The Divine Miss M lives up to her heavenly moniker
Joel Selvin, Chronicle Senior Pop Music Critic
Monday, February 9, 2004
Bette Midler stood with her head poking out of the top of a tent. She was wearing the peak like a hat. “The things I do for you,” she reminded the audience.
She made her entrance floating down to stage riding a carousel horse, waving like a princess, her million-watt smile bordering on maniacal. Her background vocalists were dressed in tutus and tam-o’-shanters. The Divine One herself was wearing a jaunty sailor’s suit complete with one of those cute little hats. She sang soaring ballads. She told dirty jokes. She rolled around in a pedal-driven swan car with a personalized license plate reading “Miss M.”
Back doing what she does best, what only she can do, Bette Midler, the Divine Miss M, was back in town, singing, dancing, making funny on her new “Kiss My Brass” tour before a capacity crowd Saturday at the HP Pavilion in San Jose (she appears Tuesday at the Oakland Arena).
Only Bette Midler’s sense of the grand and ridiculous can encompass the vast territory reflected by a repertoire that included a heartfelt Hoagy Carmichael’s “Skylark,” a surprisingly convincing Percy Sledge’s “When a Man Loves a Woman” and a wicked Tom Waits’ “Shiver Me Timbers.” Her most touching moment, however, came with a video duet with the late children’s TV host Fred Rogers, as she sang along on the warm, simple, direct “I Like to Be Told.”
Of course, Dolores the Fish Woman and her three befinned associates charged around on the electric wheelchairs, but choreographer Toni Basil (whose resume goes back to “Shindig”) got the fish out of the chairs, got them flopping around on the stage and had Dolores riding down a golden staircase on a clamshell-shaped elevator chair (“Try this, Cher,” she shouted gleefully), only one of a number of eye-popping geegaws from set designer Michael Cotten.
Midler manages to convey the intimacy of a cabaret singer in a Broadway theater setting. Performing on a giant proscenium stage built to suggest Coney Island in the 1890s, she was never dwarfed by the extravagant production. She lit up the far reaches of the dark arena with just the saucy glint out of the corner of her eye.
The act hasn’t changed in years.
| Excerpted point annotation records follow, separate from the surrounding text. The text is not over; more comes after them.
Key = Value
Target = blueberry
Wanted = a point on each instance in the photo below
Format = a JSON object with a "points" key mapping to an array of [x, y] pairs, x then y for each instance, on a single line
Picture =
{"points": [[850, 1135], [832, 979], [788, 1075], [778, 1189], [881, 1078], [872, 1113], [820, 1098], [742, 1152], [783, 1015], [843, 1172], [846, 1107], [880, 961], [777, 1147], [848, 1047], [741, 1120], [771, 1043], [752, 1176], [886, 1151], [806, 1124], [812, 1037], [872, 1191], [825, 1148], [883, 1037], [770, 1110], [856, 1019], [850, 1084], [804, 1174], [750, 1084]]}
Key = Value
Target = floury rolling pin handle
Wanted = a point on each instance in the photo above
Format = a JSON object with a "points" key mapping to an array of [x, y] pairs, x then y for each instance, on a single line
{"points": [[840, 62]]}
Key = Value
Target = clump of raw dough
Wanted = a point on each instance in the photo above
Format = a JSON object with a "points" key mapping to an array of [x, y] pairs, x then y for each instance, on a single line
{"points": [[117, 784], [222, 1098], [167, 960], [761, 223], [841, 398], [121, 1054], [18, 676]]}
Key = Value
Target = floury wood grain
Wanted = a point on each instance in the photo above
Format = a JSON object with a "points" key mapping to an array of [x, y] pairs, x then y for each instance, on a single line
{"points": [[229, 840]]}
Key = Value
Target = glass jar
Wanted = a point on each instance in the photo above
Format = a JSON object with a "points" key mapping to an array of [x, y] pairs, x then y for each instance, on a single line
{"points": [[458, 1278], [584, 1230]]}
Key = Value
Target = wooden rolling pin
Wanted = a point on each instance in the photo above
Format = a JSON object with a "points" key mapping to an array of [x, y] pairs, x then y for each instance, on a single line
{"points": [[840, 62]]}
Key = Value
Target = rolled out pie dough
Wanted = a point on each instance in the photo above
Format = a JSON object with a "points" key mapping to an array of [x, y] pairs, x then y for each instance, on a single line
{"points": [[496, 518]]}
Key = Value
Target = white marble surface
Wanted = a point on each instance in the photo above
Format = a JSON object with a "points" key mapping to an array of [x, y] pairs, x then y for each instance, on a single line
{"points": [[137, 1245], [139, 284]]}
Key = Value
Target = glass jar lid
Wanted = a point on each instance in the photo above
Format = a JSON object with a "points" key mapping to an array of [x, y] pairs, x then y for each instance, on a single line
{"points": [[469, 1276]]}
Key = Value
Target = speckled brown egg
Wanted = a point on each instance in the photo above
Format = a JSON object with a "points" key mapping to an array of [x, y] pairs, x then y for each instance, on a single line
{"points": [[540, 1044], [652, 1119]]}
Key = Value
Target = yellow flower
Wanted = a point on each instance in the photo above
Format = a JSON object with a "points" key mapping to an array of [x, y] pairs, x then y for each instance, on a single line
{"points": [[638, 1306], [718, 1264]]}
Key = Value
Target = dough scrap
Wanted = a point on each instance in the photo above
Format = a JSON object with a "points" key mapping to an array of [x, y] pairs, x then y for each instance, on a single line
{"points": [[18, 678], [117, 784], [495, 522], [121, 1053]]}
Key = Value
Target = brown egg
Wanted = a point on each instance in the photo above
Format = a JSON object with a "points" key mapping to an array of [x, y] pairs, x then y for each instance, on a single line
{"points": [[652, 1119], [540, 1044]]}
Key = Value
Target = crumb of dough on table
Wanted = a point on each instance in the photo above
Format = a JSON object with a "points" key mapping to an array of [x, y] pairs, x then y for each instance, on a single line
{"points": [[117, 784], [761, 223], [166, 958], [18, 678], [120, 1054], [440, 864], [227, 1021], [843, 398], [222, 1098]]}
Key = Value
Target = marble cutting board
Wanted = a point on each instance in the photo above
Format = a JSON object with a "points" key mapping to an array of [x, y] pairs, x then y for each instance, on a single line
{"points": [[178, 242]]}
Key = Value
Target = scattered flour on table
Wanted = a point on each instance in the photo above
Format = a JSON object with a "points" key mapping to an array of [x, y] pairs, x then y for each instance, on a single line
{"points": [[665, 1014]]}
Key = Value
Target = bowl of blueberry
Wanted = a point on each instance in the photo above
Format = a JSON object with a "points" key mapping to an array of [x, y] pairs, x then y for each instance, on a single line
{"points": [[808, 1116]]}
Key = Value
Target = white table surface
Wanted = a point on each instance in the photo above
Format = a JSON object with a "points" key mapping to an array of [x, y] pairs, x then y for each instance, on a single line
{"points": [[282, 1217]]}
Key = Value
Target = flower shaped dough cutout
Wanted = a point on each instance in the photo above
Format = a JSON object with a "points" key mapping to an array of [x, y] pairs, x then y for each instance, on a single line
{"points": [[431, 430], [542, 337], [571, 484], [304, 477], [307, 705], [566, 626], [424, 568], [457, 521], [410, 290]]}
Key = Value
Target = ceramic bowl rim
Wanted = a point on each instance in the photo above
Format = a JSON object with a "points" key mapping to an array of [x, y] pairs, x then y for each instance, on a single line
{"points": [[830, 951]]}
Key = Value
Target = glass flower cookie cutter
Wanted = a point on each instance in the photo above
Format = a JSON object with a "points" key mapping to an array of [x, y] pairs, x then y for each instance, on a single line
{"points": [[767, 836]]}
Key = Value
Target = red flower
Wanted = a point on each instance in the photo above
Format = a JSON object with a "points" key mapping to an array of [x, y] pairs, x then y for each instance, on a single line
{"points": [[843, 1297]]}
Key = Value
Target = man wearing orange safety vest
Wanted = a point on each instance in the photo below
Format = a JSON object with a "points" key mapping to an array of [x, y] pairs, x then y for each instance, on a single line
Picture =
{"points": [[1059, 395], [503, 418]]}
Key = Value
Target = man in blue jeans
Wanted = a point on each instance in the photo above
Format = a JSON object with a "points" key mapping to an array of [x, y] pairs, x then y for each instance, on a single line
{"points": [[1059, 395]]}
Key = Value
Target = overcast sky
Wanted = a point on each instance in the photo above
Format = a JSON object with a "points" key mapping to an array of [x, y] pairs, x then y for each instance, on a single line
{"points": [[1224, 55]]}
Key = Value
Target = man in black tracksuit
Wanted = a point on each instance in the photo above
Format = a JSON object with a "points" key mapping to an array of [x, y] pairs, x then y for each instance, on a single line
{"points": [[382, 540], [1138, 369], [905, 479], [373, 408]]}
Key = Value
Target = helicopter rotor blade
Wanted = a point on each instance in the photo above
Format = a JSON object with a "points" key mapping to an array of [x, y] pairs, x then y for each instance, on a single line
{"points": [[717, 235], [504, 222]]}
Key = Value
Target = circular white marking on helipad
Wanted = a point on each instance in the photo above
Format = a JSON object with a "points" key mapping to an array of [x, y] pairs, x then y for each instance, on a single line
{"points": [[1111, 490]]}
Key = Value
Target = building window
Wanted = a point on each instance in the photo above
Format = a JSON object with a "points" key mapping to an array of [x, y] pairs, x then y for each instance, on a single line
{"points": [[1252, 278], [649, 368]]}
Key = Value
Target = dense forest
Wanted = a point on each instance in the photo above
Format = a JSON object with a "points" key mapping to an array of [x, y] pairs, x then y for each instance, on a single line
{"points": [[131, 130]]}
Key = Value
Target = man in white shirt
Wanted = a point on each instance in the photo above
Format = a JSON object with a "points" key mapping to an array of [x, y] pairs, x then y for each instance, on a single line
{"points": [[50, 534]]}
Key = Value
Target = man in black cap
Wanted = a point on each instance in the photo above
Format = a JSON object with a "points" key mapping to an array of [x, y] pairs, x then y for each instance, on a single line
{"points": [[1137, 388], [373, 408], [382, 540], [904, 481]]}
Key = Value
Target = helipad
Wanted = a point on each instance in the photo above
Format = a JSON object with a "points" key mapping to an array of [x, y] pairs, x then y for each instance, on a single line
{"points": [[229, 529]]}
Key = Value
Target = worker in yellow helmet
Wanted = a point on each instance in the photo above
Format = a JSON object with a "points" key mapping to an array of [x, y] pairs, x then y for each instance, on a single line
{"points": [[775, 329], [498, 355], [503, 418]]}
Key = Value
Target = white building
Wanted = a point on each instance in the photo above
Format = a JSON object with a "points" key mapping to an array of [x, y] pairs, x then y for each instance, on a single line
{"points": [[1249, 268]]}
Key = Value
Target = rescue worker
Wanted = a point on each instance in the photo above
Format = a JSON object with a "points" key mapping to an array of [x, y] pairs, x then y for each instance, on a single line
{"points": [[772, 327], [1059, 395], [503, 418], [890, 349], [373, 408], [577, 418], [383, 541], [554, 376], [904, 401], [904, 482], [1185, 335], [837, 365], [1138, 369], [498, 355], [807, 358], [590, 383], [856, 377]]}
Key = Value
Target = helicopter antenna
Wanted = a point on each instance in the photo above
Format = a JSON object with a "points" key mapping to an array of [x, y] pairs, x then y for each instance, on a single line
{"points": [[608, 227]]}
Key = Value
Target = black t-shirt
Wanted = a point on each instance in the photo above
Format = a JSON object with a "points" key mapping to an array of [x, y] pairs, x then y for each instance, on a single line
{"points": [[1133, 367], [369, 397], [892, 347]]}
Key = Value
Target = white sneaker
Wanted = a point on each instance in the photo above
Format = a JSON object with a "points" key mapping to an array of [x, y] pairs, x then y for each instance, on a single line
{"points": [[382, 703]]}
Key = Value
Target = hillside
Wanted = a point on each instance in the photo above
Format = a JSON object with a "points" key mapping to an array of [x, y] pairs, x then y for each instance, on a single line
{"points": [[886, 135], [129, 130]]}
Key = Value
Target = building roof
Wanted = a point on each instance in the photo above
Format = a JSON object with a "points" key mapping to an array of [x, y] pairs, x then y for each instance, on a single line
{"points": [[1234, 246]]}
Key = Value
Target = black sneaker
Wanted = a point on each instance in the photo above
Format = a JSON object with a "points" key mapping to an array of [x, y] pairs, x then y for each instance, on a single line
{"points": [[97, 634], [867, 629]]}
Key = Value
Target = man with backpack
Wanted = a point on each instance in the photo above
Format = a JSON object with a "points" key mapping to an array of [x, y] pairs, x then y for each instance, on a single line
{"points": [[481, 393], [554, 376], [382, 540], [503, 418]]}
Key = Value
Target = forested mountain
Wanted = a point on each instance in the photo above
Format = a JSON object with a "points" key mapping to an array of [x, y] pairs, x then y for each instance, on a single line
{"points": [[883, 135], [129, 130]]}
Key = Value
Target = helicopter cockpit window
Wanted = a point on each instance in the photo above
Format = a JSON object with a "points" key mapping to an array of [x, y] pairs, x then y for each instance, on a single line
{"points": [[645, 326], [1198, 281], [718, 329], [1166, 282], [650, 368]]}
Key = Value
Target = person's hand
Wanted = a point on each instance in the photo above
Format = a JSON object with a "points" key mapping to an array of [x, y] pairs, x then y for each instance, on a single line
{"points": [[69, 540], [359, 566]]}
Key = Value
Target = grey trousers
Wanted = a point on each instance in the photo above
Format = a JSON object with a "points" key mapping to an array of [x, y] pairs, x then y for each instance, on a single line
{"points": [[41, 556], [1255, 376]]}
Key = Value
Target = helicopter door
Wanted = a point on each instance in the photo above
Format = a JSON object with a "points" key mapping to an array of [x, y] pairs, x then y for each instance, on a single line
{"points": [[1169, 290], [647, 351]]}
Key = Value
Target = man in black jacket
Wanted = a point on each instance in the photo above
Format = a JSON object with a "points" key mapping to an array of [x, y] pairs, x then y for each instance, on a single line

Not broken. She has, in fact, honed her show into one of show business’ all-time classics, something that has more in common with vaudeville and stage acts from before her time than the more rock- oriented performers of her own generation. “You gotta love me,” she said. “Who else are you going to love — Mariah?”
She brought the show to a predictable climax with the inevitable sober, highly dramatic versions of “From a Distance,” “Do You Wanna Dance” and “The Wind Beneath My Wings,” each song something she has managed to turn into a personal trademark. But then, earlier in the evening, this same woman, dressed as a devil with horns and a tail, sang “Nobody But the Jews” — a song that asks who misses her canceled television series.
Nobody was ever any better at ingratiating themselves with an audience. She whipped out a few well-researched local jokes early on (“San Jose Arena? Compaq Center? HP Pavilion? This place has been called more names than Larry Ellison”). She had no less than TV’s Judge Judy sentence her (via videotape) to apologize to all television viewers for her failed TV series. She cited one song, “Stuff Like That There,” as coming from “my 1992 bomb, ‘For the Boys.’ ”
At this point, her aura is golden. She wears it like a halo. There may be better singers than her. There may be funnier comedians. But as an all-around entertainer, onstage in front of an audience, nobody can match Bette Midler.